Are the distance of things different as we change the reference frames?

Question

x' = γ(x - vt) We know the time that has passed from each references are different. And it influences the speed of things in each station and bus, but I think that has nothing to do with the position. For example we still can say that x' = x - vt, then in the station 1 second has passed and yet in the bus time has passed in less than 1 second. Isn't it supposed to be like that?

Or let's say, if this world just works like that lorentz-equation. Then based on that equation. Let's say we have 3 objects (A, B, C) which the velocity of A is 0.1c, velocity of B is 0.8c and velocity of C is 0.9c. And imagine if we stop all the time, so there won't be any transformation of energies. Then let's say we are at A and we see the distance of B to C is 1 million years of c.
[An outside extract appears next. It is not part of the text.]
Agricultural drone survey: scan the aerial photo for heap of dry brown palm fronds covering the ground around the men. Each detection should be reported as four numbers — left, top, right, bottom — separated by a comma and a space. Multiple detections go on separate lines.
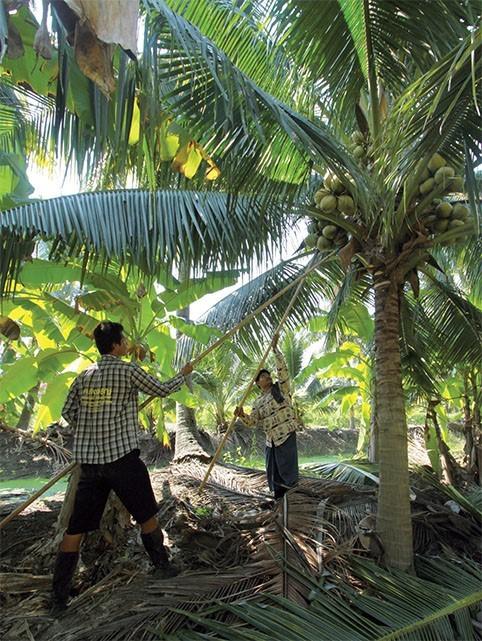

Then while the time still freezing if we change the reference frame to B, based on that equation x'= γ(x-vt) we need to multiply the result by γ. So the distance of B to C won't be 1 million years of c. But γ*(1 millions years of c), whether 0.8 million.. or etc. Does it really work that way? or I misinterpreted something?

Answer 1

Welcome to the site,

The equation I think you are either misreading or was mistyped is probably the special relativity expression for transforming between inertial frames: $$ x' = \gamma(x-vt) $$ where $\gamma = \frac{1}{\sqrt{1-v^2/c^2}}$ is a dimensionless factor (In particular, it does not represent length/distance).
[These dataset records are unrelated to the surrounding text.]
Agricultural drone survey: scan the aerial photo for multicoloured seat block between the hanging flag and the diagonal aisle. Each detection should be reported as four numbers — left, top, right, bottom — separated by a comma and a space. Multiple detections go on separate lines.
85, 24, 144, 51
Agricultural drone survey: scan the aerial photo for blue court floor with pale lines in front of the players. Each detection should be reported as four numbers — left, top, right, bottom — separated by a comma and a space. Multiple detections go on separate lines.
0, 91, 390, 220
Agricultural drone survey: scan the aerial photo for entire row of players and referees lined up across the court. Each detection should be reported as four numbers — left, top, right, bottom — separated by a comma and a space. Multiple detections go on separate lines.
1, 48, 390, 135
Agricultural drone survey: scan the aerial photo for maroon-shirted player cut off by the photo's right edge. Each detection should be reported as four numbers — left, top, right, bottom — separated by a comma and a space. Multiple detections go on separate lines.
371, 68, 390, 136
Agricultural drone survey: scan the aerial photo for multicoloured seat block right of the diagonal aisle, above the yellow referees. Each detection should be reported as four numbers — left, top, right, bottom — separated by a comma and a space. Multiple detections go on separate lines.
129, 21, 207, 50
The role of $\gamma$ in the equation is to correctly relate the coordinates of the two inertial frames. Note that in particular for $v \lt\lt c$ , we have $\gamma \approx 1$, and the equation reproduces the Galilean transformation you mentioned $x'=x-vt$. This may give you a feel for why this is a completely sensible expression.

I don't know what is your source, but perhaps if you give it a second look this will make better sense in the context of what you're reading / looking at. Good luck.